DL Fisco, Artini: Fondazione privata per la cyber-security? Il Governo ha bisogno di una poltrona per qualcuno  

“Il lupo perde il pelo ma non il vizio. Il Governo vuole a tutti i costi mettere in piedi una fondazione di diritto privato sotto il controllo dei servizi segreti a cui demandare il controllo della cyber-security.

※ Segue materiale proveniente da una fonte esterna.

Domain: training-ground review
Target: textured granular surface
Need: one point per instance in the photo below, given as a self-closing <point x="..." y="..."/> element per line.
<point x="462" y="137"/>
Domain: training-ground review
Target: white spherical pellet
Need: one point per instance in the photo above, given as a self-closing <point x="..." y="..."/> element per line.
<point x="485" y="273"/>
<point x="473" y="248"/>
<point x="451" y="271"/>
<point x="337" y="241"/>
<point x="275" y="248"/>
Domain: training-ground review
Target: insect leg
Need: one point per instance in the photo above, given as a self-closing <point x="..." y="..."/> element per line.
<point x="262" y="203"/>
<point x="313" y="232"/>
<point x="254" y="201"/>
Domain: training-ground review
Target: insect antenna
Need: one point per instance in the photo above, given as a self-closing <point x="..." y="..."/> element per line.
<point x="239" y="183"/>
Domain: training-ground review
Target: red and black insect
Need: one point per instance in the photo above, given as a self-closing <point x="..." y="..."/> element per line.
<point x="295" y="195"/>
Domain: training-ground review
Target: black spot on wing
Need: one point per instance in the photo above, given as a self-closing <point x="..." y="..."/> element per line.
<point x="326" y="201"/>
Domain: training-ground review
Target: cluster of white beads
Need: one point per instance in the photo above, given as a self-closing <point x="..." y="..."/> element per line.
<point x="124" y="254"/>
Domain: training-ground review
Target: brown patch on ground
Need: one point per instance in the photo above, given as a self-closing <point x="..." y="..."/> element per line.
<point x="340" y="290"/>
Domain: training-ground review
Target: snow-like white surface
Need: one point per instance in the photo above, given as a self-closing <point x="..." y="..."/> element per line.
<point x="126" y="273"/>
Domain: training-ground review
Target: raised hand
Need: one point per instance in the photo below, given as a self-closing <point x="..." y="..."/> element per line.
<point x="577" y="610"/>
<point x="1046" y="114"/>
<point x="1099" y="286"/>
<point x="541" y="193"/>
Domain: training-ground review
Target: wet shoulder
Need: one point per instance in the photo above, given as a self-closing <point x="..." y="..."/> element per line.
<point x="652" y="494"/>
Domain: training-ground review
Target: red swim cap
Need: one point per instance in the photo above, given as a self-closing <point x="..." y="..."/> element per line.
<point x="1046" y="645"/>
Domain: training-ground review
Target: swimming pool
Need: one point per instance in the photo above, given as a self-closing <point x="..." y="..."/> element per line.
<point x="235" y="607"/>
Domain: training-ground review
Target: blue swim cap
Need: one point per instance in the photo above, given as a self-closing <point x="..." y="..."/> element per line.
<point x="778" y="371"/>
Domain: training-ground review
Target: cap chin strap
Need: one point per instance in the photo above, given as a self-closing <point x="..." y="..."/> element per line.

Non si spiega altrimenti questo tentativo di introdurre con un emendamento al decreto fiscale la previsione che era contenuta nell’articolo 35 della legge di Bilancio e che nemmeno due settimane fa era stata stralciata.

Dopo aver fatto uscire dalla porta una norma insensata e pericolosa, ora si cerca di farla rientrare dalla finestra fingendo di ignorare che si tratta di una previsione assolutamente fuori luogo che comporta l’aggiramento di qualsiasi forma di trasparenza e di verifica parlamentare.

Se con il primo tentativo era nato il sospetto che fossimo davanti a una mossa per evitare, in extremis, la nascita di un’Agenzia Nazionale per la cyber-security, ora, con la riproposizione di questa norma, è palese che si sta cercando di anticipare il lavoro che proprio in questi giorni la Camera sta portando a termine sulla legge per la governance della sicurezza cibernetica.

Probabilmente c’è la necessità, oltre che la volontà, di far accomodare sulle poltrone di vertice della fondazione personaggi che hanno grossi interessi nel settore e aspirazioni che finora sono rimaste frustrate”.

Lo afferma il deputato di Alternativa Libera e vice presidente della Commissione Difesa della Camera, Massimo Artini, commentando la presentazione dell’emendamento 7.0.1100 presentato oggi dal Governo al decreto fiscale in discussione al Senato.